La lecture est une activité récréative et très bénéfique car, entre autres, elle stimule l’imagination et renforce et améliore la mémoire. Compte tenu de la situation difficile que nous vivons, il est parfois préférable d’éteindre le téléviseur, de faire taire nos smartphones et de profiter au maximum d’un livre que nous avons toujours voulu lire ou revivre l’histoire déjà lue.

Aujourd’hui, nous vous apportons une recommandation très spéciale. Il s’agit du roman de l’écrivain nigérian Akwaeke Emezi, Freshwater. Un roman qui explore la multiplicité du «je» de sa compréhension la plus profonde, basé sur la cosmologie de la croyance Igbo et aborde des sujets tels que la crise de l’identité psychosociale ou la complexité des rapports sexuels. Il se concentre sur une jeune fille nigériane, Ada, qui se développe séparée de sa communauté du fait de sa naissance « avec un pied de l’autre côté ».

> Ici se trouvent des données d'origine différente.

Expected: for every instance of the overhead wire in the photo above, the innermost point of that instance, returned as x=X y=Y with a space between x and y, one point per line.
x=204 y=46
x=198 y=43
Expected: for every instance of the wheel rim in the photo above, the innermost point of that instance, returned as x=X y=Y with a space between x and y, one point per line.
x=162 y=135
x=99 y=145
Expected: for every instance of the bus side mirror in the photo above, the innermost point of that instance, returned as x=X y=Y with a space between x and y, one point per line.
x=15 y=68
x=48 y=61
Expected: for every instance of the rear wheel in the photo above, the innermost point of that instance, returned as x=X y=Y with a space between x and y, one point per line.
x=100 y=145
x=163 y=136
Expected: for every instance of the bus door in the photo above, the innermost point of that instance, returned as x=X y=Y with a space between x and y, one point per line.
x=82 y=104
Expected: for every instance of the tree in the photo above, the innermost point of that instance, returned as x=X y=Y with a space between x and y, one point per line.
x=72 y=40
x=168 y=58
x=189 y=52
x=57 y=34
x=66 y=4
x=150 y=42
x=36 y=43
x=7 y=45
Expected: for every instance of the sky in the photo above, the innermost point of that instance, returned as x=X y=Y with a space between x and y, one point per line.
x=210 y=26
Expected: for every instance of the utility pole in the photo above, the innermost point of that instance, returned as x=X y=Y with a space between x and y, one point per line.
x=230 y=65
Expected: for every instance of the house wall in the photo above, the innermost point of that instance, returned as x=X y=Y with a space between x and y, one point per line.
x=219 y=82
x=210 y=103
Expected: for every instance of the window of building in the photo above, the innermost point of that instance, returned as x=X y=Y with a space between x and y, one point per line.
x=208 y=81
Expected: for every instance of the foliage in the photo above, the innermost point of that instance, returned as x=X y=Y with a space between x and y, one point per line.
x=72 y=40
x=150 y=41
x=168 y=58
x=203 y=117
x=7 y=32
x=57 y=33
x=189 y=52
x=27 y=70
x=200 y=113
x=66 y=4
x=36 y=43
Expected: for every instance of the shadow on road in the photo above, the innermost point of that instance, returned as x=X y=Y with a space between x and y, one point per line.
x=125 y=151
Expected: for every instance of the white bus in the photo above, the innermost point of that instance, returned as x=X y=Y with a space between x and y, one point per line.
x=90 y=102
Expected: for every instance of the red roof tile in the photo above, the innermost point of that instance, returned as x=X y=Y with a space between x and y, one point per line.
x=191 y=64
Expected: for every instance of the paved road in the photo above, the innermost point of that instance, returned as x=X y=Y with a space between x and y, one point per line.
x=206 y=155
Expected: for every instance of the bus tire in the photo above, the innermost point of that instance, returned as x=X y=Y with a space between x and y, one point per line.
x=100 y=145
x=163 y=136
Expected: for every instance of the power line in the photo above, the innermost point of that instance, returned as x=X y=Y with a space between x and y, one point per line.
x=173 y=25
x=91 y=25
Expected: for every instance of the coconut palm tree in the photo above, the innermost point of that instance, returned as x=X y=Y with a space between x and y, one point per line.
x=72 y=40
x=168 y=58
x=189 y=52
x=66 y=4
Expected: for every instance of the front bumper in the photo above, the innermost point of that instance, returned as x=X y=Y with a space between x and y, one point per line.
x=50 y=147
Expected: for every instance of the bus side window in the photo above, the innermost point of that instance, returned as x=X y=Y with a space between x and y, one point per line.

Dérangeante, déchirante, sombre et puissante, l’eau douce est une évocation pointue d’une manière rare de découvrir le monde. Un roman qui éclaire la façon dont nous construisons tous nos identités.

Acclamé et hautement applaudi par les critiques, a présenté de merveilleuses critiques dans le New York Times, New Yorker ou The Guardian et a été nominé et récompensé par différents prix, dont le prix, en tant qu’auteur, pour les femmes, pour le premier travail d’un non personne de genre binaire.

Avec une prose surréaliste brillante, Emezi parvient à amener le lecteur à se connecter avec le personnage à travers une représentation poétique d’un voyage vertigineux, vécu douloureusement à travers la vie.

Né à Umuahia et élevé à Aba (Nigéria), d’une mère malaisienne et d’un père nigérian, Akwaeke Emezi a déjà écrit d’autres romans que nous recommandons certainement aussi: « The dead od Vivek » et « PET ».

Emezi est une écrivaine extraordinaire, à la hauteur des figures littéraires féminines telles que Ali Smith, Chimamanda Ngozi, Zadie Smith et Andrea Levy, qui, comme elle, ne devraient pas perdre de vue.